Two years ago the FDA denied accelerated approval for T-DM1 after the completion of an early phase trial. While the data for the trial showed that T-DM1 shrunk tumors in 1 of 3 patients, the original trial design did not meet the standard for accelerated approval because patients on the trial had not exhausted all available treatments irrespective of the patient’s “HER2” status. Due to this denial, the drug’s sponsor had to wait for the data provided by the EMILIA trial and two other large trials. My own research suggests that drug sponsors spend $27m per year on average taking drugs through these large late stage human clinical trials.**** The FDA’s denial of accelerated approval for T-DM1 has likely increased the time to market by at least two years and increased the out of pocket cost to the sponsor by over $60m (although some of this out of pocket cost would have been incurred regardless of the FDA’s decision).
Perhaps the standard for accelerated approval should be evaluated with respect to targeted therapies. Should patients be required to exhaust all treatments if a newly developed treatment is targeted to a specific patient population? Discussions between FDA and sponsors are confidential, making it difficult to evaluate specific FDA decisions. This is a question that might be most appropriately addressed at an FDA Oncology Drug Advisory Committee meeting.

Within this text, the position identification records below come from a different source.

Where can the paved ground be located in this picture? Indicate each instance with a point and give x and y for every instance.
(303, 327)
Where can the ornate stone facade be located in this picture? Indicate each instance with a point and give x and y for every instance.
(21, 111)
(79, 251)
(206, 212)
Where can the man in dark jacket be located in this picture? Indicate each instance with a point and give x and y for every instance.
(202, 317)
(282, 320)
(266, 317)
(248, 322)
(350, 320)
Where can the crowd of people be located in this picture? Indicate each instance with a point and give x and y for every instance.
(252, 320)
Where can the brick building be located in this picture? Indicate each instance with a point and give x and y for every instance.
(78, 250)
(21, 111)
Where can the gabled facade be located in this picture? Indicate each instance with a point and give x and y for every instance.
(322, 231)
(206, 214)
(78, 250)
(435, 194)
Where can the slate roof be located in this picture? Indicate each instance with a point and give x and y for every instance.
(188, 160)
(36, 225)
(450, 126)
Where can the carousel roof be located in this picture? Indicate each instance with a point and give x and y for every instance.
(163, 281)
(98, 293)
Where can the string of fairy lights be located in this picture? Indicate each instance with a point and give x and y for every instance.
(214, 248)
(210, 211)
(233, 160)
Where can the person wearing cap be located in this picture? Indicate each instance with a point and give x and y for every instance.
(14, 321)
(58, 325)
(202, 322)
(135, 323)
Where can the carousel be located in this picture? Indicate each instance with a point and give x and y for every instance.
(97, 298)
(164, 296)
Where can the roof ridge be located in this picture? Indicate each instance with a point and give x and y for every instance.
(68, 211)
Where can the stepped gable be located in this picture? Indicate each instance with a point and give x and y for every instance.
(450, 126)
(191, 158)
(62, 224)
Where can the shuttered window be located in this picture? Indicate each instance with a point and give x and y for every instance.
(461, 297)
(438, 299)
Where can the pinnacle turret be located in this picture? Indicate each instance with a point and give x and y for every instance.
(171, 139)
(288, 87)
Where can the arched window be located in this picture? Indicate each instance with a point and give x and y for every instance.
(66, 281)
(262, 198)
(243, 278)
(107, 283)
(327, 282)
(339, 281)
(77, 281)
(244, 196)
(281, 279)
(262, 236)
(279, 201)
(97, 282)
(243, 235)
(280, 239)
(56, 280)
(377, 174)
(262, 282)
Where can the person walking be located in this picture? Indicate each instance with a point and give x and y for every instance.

I think EMILIA has taught us much about hope for curing some forms of late-stage cancers, the ability of researchers to achieve amazing feats of bio-engineering, hope for a new stable of more effective and less toxic cancer drugs as well as the new economics of drug development.
* Chris does not represent the views of the Federal Trade Commission or any individual commissioner.
** J Clin Oncol 30, 2012 (suppl; abstr LBA1) (http://abstract.asco.org/AbstView_114_98675.html)
*** Estimating the Cost of New Drug Development: Is it really $802m? with Van Brantner, Health Affairs, March/April: 420-428, 2006.
**** Spending on New Drug Development, with Van Brantner, Health Economics, 19(2):130-141, 2010.